La egolatría en un artista o un intelectual permite la posibilidad de crear una obra perdurable, suele pensarse en ciertos ámbitos de discusión pública. Bajo una condición así es que los creadores asumen obsesiones personales que les impiden atender con debida diligencia amorosa los mundanos asuntos de la realidad que les rodea.
Ni Octavio Paz ni Carlos Fuentes —por mencionar un par de escritores mexicanos referenciales de finales del siglo XX— aprobarían un examen riguroso de empatía y cuidado de sus más cercanos.

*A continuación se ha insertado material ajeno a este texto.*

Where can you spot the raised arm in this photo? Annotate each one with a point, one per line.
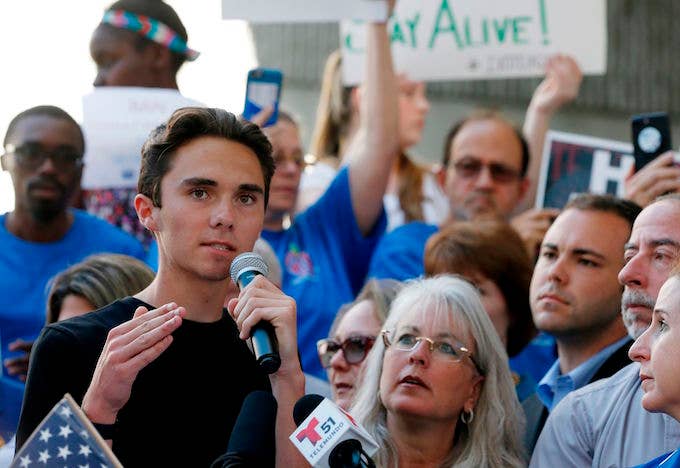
(374, 149)
(560, 86)
(261, 300)
(129, 348)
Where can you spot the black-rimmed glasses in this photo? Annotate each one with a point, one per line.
(454, 352)
(354, 349)
(469, 168)
(33, 155)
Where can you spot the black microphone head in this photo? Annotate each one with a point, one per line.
(247, 261)
(253, 432)
(305, 406)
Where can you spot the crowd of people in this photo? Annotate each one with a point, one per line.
(458, 325)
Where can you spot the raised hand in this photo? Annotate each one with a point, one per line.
(18, 366)
(129, 348)
(532, 225)
(561, 84)
(261, 300)
(656, 178)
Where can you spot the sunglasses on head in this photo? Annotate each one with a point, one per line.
(354, 349)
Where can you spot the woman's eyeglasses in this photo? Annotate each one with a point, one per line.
(454, 352)
(354, 349)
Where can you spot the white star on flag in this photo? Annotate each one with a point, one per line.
(64, 452)
(44, 456)
(65, 437)
(45, 435)
(65, 411)
(64, 431)
(85, 450)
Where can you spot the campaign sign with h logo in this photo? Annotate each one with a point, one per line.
(324, 429)
(578, 163)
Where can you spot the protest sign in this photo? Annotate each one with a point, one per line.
(299, 11)
(479, 39)
(577, 163)
(116, 122)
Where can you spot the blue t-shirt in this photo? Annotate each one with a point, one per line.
(26, 267)
(668, 460)
(400, 254)
(532, 363)
(324, 258)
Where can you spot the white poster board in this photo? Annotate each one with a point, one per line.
(577, 163)
(116, 122)
(480, 39)
(301, 11)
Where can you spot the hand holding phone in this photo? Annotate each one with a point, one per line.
(263, 90)
(651, 137)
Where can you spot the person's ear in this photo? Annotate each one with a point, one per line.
(159, 58)
(475, 392)
(147, 212)
(523, 188)
(355, 96)
(440, 174)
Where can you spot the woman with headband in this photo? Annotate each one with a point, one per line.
(138, 43)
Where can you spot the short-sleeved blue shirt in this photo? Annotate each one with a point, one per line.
(324, 257)
(26, 267)
(400, 254)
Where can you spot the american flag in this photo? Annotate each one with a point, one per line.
(65, 438)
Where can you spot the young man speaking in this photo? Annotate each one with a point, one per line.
(164, 373)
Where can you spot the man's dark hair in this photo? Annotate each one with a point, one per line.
(187, 124)
(485, 115)
(157, 10)
(625, 209)
(47, 111)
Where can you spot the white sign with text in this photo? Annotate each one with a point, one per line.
(303, 11)
(480, 39)
(116, 123)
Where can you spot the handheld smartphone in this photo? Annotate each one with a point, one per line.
(263, 89)
(651, 137)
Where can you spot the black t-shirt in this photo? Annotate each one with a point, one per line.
(183, 405)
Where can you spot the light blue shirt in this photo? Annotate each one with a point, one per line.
(554, 386)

Quien se acerca al embrujo narcisista del arte o el pensamiento profundo, de manera consciente o inconsciente, en el fondo busca resolver algún asunto inconcluso de la niñez, cuando el mundo no es más largo ni hondo que la proyección emanada por los padres. Toda infancia yergue sus párvulos ojos ante papás totémicos o ausentes, así como mamás amorosas o disparatadas, quienes marcan las frustraciones y pasiones del porvenir existencial.
Juan Villoro, uno de los escritores más admirables del México actual, ensayó esta condición humana, entre otros temas, en su más reciente libro, La figura del mundo, a través de una meticulosa y entrañable disección de la silueta de su padre, el filósofo Luis Villoro, logrando a su vez una especie de autodisección de sus propias ideas y emociones más íntimas.
Como lector asiduo de Villoro e incluso atrevido autor de un perfil suyo titulado “El escritor que no se volvió cobarde ni caníbal”, tenía la jactancia de ser un “villorólogo” capaz de saber de antemano las claves esenciales de su obra y biografía, pero este libro reciente me conmovió de una forma difícil de explicar. Diré que me hizo llorar de risa y tristeza, desatando un desasosiego que no me he podido sacar desde que acabé la última página en la que hay una fotografía de su padre junto al Subcomandante Marcos.
Todo cartaginés cabal debería leerlo. Todo aspirante a mexicano —o mexicano perdido— también, porque, como decía Paz, “el mexicano no es una esencia, sino una historia”.
También podría leerlo todo aquel que entiende, como bien lo sabe un artista e intelectual como Juan, que el asunto del que trata este mundo no es el yo, sino el nosotros.
Ahora detengo este escrito para ir por unos tacos conservadores al Hostal de los Quesos.